But if I fill it 1/3 the way with pebbles it should be shallow and therefore safe right?


----------



## Yvonne G (Jul 14, 2016)

I've found babies upside down in my pebble-filled waterers and their heads are out of the water. Once you have pebbles in the bottom, the water is barely deep enough to submerge their little faces to drink.


----------



## Tom (Jul 14, 2016)

Buddybenj said:


> But if I fill it 1/3 the way with pebbles it should be shallow and therefore safe right?



I've never done that, so I can't give a good answer. Its not something I would try, and I see no reason to when I can get a shallow dish and not have to worry about it.

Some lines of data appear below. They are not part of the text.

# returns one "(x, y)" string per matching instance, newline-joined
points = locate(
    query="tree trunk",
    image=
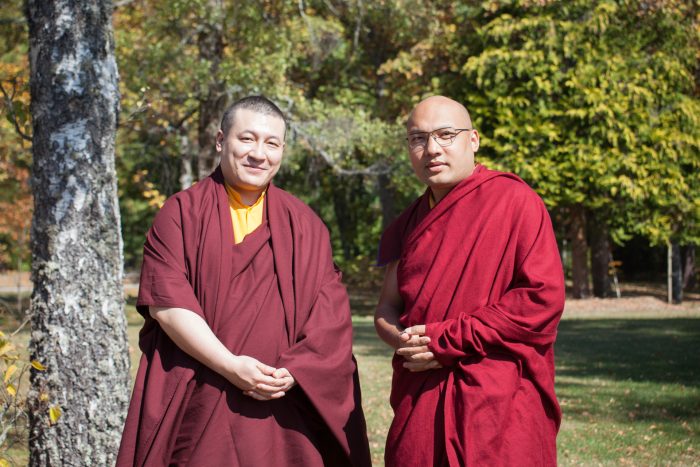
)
(346, 217)
(387, 198)
(600, 258)
(78, 323)
(677, 273)
(210, 42)
(689, 279)
(579, 253)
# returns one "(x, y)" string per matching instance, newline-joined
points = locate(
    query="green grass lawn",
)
(629, 385)
(629, 390)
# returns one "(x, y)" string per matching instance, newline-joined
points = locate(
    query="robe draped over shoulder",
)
(482, 271)
(277, 296)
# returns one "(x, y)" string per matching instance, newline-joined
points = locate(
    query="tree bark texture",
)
(689, 279)
(210, 42)
(579, 252)
(78, 323)
(600, 259)
(387, 196)
(677, 273)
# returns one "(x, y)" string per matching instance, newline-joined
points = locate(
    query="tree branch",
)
(11, 113)
(378, 168)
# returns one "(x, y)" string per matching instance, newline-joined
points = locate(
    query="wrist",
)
(229, 364)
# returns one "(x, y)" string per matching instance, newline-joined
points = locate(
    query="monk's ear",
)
(474, 140)
(219, 141)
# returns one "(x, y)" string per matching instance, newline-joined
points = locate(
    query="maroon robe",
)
(482, 271)
(276, 297)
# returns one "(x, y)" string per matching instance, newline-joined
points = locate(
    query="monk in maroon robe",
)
(472, 297)
(246, 346)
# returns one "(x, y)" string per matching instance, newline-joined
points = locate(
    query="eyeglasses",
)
(443, 136)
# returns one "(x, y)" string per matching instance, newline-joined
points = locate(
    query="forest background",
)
(593, 103)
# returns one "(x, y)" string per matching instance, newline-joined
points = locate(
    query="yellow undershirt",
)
(245, 219)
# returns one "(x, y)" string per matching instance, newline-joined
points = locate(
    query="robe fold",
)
(276, 297)
(482, 270)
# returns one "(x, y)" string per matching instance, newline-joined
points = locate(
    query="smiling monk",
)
(247, 340)
(472, 297)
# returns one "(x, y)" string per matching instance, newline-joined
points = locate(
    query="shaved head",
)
(433, 106)
(442, 143)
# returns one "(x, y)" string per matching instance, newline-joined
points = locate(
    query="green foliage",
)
(593, 103)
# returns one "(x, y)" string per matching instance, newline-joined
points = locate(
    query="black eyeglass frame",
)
(431, 134)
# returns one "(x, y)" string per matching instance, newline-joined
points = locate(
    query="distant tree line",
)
(594, 103)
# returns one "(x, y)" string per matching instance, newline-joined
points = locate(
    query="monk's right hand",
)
(414, 349)
(254, 378)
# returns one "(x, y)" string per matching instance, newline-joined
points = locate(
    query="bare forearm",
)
(193, 335)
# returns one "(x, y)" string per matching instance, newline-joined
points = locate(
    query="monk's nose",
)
(431, 146)
(258, 151)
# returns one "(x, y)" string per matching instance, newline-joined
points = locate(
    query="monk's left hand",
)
(284, 382)
(414, 349)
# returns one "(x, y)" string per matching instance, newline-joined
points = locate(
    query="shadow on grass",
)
(367, 342)
(653, 350)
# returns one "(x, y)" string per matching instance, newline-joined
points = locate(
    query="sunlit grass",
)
(629, 387)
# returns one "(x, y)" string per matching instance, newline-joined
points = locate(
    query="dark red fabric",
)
(276, 297)
(482, 270)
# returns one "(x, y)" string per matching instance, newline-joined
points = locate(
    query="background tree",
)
(78, 324)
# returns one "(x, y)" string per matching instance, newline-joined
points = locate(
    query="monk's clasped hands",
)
(414, 349)
(259, 381)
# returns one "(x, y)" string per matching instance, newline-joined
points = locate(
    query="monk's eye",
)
(445, 135)
(417, 139)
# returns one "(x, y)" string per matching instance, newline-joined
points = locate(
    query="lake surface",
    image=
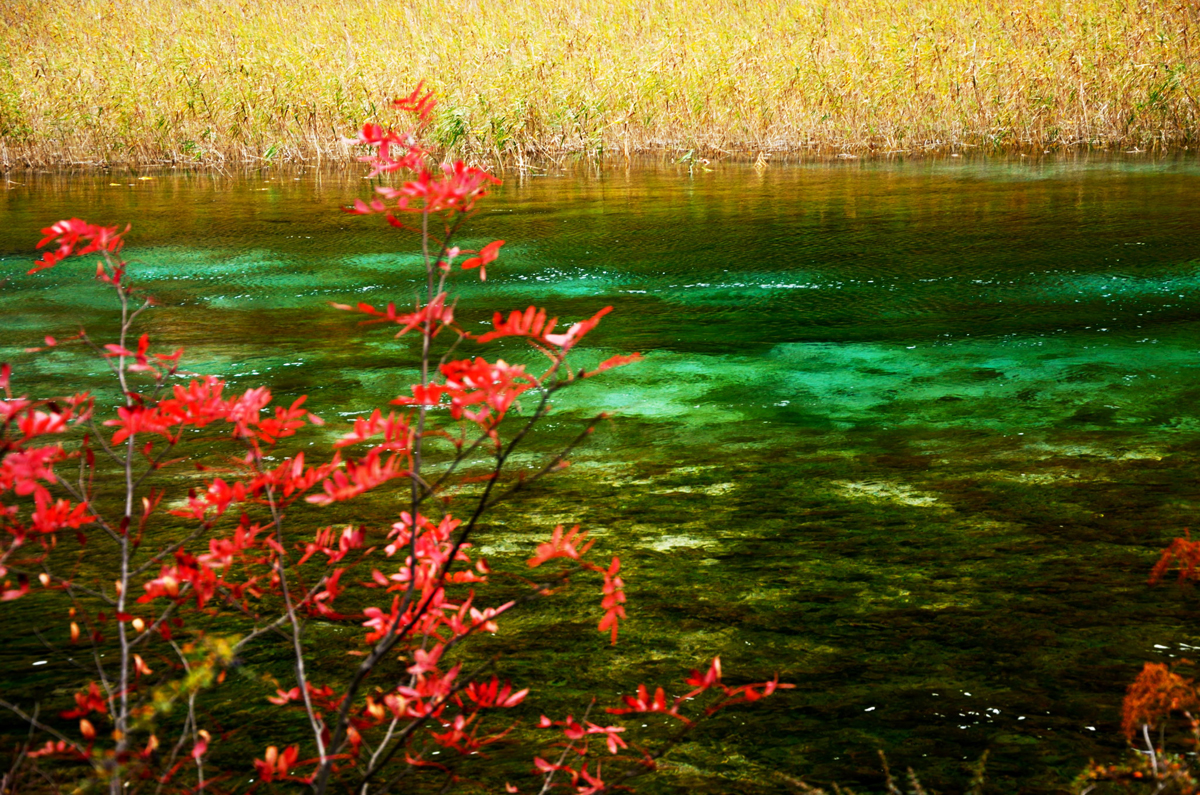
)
(909, 434)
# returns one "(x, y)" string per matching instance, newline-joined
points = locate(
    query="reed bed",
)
(217, 81)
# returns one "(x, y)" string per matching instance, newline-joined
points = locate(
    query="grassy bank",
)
(185, 81)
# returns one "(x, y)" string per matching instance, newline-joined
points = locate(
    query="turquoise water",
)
(909, 434)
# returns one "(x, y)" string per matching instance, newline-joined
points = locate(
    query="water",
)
(909, 434)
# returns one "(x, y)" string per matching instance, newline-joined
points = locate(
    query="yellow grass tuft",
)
(209, 81)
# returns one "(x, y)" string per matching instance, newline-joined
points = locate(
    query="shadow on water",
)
(910, 435)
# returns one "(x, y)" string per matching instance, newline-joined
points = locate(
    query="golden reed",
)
(217, 81)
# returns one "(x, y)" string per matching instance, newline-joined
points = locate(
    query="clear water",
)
(909, 434)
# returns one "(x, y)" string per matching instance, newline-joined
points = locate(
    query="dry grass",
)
(183, 81)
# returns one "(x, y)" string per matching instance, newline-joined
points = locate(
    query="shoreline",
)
(666, 156)
(537, 82)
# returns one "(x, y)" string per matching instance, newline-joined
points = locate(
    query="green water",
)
(909, 434)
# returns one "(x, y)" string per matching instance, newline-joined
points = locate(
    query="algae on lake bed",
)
(910, 435)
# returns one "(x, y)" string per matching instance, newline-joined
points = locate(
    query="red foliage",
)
(247, 550)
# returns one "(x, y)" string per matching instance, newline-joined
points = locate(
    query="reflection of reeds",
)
(90, 81)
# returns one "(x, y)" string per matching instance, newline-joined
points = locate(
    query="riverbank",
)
(211, 82)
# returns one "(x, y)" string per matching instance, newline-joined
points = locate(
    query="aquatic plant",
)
(95, 82)
(156, 597)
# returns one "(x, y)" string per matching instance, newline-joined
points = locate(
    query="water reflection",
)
(907, 434)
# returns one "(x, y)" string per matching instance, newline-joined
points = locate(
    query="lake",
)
(910, 434)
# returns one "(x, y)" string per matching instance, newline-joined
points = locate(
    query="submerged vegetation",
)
(210, 81)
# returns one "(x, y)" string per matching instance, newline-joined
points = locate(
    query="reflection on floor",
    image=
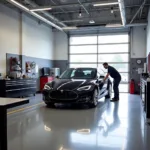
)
(110, 126)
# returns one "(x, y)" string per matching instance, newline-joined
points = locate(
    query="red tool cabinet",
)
(44, 80)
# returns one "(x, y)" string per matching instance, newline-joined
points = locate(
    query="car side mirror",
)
(101, 77)
(57, 77)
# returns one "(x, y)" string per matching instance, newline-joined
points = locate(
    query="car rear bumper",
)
(83, 97)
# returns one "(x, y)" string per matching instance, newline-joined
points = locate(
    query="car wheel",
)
(51, 105)
(109, 92)
(94, 101)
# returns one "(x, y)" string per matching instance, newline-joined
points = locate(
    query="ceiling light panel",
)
(105, 4)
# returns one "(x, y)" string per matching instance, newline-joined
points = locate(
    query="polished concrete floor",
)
(110, 126)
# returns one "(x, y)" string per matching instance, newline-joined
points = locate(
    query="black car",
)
(77, 86)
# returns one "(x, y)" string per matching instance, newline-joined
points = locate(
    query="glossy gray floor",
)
(110, 126)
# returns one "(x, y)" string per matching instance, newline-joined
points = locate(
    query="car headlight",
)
(84, 88)
(46, 87)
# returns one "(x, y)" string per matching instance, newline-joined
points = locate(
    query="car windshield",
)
(80, 73)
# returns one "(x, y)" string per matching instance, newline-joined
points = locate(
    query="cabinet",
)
(17, 87)
(44, 80)
(145, 95)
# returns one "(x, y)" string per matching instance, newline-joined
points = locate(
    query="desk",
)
(6, 103)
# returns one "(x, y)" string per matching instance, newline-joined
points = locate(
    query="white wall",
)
(60, 46)
(37, 39)
(9, 35)
(148, 34)
(23, 37)
(138, 42)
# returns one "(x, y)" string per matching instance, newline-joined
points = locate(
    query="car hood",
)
(69, 84)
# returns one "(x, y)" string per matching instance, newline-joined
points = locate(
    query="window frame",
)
(97, 62)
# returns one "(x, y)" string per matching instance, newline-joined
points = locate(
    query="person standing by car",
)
(117, 78)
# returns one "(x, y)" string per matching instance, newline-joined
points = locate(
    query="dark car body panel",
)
(67, 90)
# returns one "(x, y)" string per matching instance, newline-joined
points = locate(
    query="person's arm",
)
(106, 77)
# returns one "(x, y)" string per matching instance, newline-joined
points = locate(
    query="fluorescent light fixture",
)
(84, 131)
(91, 21)
(105, 4)
(40, 9)
(70, 28)
(20, 5)
(113, 25)
(45, 20)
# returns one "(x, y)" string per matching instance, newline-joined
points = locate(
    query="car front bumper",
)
(82, 97)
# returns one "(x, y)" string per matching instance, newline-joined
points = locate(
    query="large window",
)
(93, 51)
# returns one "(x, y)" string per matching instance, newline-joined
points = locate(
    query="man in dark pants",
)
(117, 78)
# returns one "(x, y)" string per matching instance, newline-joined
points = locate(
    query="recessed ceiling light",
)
(105, 4)
(91, 21)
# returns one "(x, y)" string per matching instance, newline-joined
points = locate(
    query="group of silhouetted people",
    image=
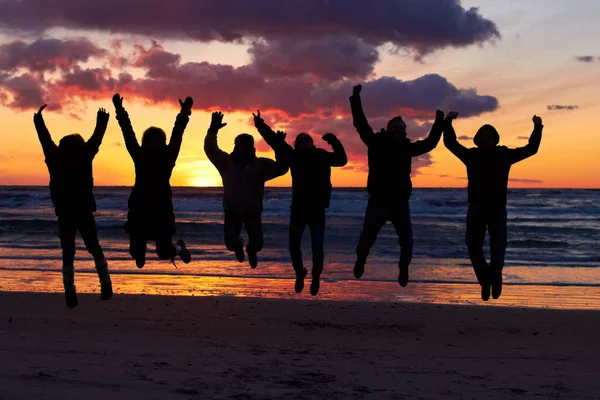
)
(150, 216)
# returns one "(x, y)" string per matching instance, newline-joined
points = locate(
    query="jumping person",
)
(311, 193)
(390, 155)
(244, 176)
(488, 166)
(150, 216)
(71, 190)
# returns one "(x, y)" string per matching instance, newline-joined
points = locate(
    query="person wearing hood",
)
(150, 216)
(244, 176)
(488, 166)
(389, 186)
(311, 193)
(71, 190)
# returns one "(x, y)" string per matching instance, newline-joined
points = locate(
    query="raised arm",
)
(358, 117)
(275, 140)
(216, 156)
(337, 158)
(95, 140)
(521, 153)
(180, 124)
(48, 145)
(430, 142)
(131, 142)
(450, 141)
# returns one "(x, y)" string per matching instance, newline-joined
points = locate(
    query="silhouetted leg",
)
(137, 249)
(297, 224)
(475, 237)
(233, 227)
(498, 232)
(376, 216)
(89, 234)
(67, 226)
(165, 249)
(402, 224)
(253, 224)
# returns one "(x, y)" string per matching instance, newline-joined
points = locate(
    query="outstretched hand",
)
(216, 122)
(452, 115)
(102, 116)
(39, 113)
(257, 117)
(186, 106)
(118, 101)
(329, 137)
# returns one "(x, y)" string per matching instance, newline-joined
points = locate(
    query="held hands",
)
(216, 122)
(102, 117)
(38, 115)
(118, 101)
(186, 106)
(330, 138)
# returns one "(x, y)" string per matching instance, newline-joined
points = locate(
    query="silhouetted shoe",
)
(253, 260)
(299, 285)
(359, 266)
(485, 292)
(315, 285)
(105, 290)
(71, 298)
(184, 253)
(497, 285)
(403, 276)
(140, 262)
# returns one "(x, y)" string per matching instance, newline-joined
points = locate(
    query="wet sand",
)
(160, 347)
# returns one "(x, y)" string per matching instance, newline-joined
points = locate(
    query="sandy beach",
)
(158, 347)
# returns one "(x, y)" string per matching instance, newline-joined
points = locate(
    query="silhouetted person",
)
(488, 166)
(150, 216)
(390, 155)
(244, 176)
(311, 193)
(71, 189)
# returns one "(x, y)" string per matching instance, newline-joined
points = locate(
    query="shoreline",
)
(513, 296)
(169, 347)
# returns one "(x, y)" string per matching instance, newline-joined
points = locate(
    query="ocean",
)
(553, 238)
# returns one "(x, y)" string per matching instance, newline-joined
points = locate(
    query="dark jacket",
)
(389, 158)
(488, 169)
(150, 203)
(243, 183)
(71, 179)
(311, 169)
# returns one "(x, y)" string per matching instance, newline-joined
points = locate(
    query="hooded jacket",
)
(243, 180)
(310, 168)
(488, 169)
(71, 178)
(150, 203)
(390, 158)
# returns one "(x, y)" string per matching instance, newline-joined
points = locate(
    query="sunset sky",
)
(297, 60)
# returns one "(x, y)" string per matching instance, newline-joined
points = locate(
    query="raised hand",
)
(118, 101)
(280, 135)
(452, 115)
(102, 116)
(216, 122)
(39, 113)
(257, 117)
(330, 137)
(186, 106)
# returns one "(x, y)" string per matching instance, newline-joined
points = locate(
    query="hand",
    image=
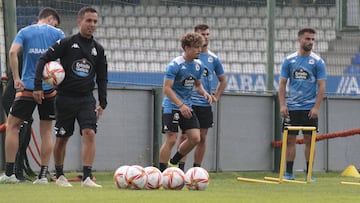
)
(99, 110)
(18, 85)
(38, 96)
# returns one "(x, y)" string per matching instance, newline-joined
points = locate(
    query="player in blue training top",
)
(306, 73)
(182, 75)
(34, 40)
(201, 107)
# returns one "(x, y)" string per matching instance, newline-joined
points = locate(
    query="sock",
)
(307, 167)
(43, 172)
(87, 170)
(182, 165)
(9, 168)
(289, 166)
(59, 170)
(162, 166)
(176, 158)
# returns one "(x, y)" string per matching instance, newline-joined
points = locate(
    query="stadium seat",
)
(145, 32)
(154, 10)
(287, 12)
(252, 11)
(139, 10)
(128, 10)
(251, 45)
(244, 22)
(130, 21)
(322, 11)
(195, 11)
(240, 11)
(221, 22)
(218, 11)
(229, 11)
(142, 21)
(240, 45)
(310, 11)
(233, 22)
(129, 55)
(119, 21)
(206, 11)
(165, 22)
(176, 22)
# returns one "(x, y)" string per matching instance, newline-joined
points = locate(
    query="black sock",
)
(182, 165)
(289, 166)
(162, 166)
(176, 158)
(87, 170)
(59, 170)
(43, 172)
(9, 168)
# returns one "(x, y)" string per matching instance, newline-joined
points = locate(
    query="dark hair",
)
(191, 39)
(308, 30)
(47, 11)
(201, 27)
(84, 10)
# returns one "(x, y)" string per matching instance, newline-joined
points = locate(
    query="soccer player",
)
(83, 60)
(306, 73)
(182, 74)
(200, 105)
(34, 40)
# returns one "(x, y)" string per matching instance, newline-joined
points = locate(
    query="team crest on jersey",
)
(210, 59)
(197, 67)
(94, 52)
(301, 74)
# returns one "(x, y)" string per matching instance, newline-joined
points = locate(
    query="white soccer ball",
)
(173, 178)
(119, 177)
(197, 178)
(154, 178)
(53, 73)
(135, 177)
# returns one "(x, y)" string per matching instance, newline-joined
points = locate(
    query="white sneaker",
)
(63, 182)
(89, 183)
(4, 179)
(41, 181)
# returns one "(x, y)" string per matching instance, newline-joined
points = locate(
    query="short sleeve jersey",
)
(35, 40)
(303, 73)
(184, 74)
(213, 68)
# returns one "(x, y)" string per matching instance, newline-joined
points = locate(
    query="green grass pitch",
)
(223, 187)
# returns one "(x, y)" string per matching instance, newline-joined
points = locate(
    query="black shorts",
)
(172, 122)
(205, 116)
(24, 106)
(70, 108)
(300, 118)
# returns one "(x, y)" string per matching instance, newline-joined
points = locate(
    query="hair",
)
(201, 27)
(308, 30)
(192, 39)
(47, 11)
(84, 10)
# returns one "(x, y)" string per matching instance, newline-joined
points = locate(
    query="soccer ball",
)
(173, 178)
(53, 73)
(135, 177)
(196, 178)
(154, 178)
(119, 177)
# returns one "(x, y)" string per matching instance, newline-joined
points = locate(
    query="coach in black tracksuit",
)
(83, 60)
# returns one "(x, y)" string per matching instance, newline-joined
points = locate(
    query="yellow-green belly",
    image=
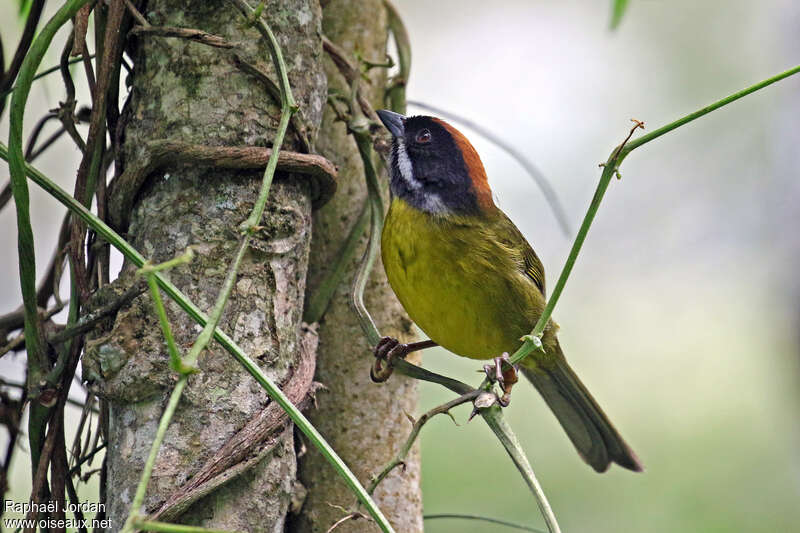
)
(456, 284)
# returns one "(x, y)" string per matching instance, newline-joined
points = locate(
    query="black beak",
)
(394, 122)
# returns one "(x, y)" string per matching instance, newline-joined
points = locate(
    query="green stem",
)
(319, 301)
(532, 341)
(644, 139)
(373, 246)
(141, 489)
(174, 356)
(46, 72)
(225, 341)
(287, 99)
(269, 172)
(37, 362)
(497, 521)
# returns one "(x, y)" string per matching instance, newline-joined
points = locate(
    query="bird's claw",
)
(505, 377)
(386, 352)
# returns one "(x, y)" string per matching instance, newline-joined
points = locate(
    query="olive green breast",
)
(459, 281)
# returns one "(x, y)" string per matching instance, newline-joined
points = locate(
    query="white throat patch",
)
(425, 200)
(404, 164)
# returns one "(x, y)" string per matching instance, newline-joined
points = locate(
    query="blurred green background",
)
(682, 312)
(681, 315)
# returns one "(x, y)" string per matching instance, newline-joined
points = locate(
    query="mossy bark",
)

What if he moves the pebbles? What if he's on his back, and all the wiggling separates the pebbles and allows him to sink deeper into the water? How do you keep it clean and sanitary with pebbles? My water dishes get nasty every day. I have to rinse, scrub and refill them daily. Having to clean the pebbles would add a tremendous amount of time to this otherwise simple task. And for what reason? Why not just get the right size dish?


----------



## Yvonne G (Jul 14, 2016)

I pick up the saucer of pebbles and take it to the sink to flush it out...sometimes two or three times a day. I don't scrub, I just flush out the bad water. The small rocks are covering the whole bottom of the saucer and I've never seen them move to expose the bottom of the saucer.

If it's going to cause this big of a stink, I vote for biting the bullet and buying a more shallow saucer. They're not very expensive.


----------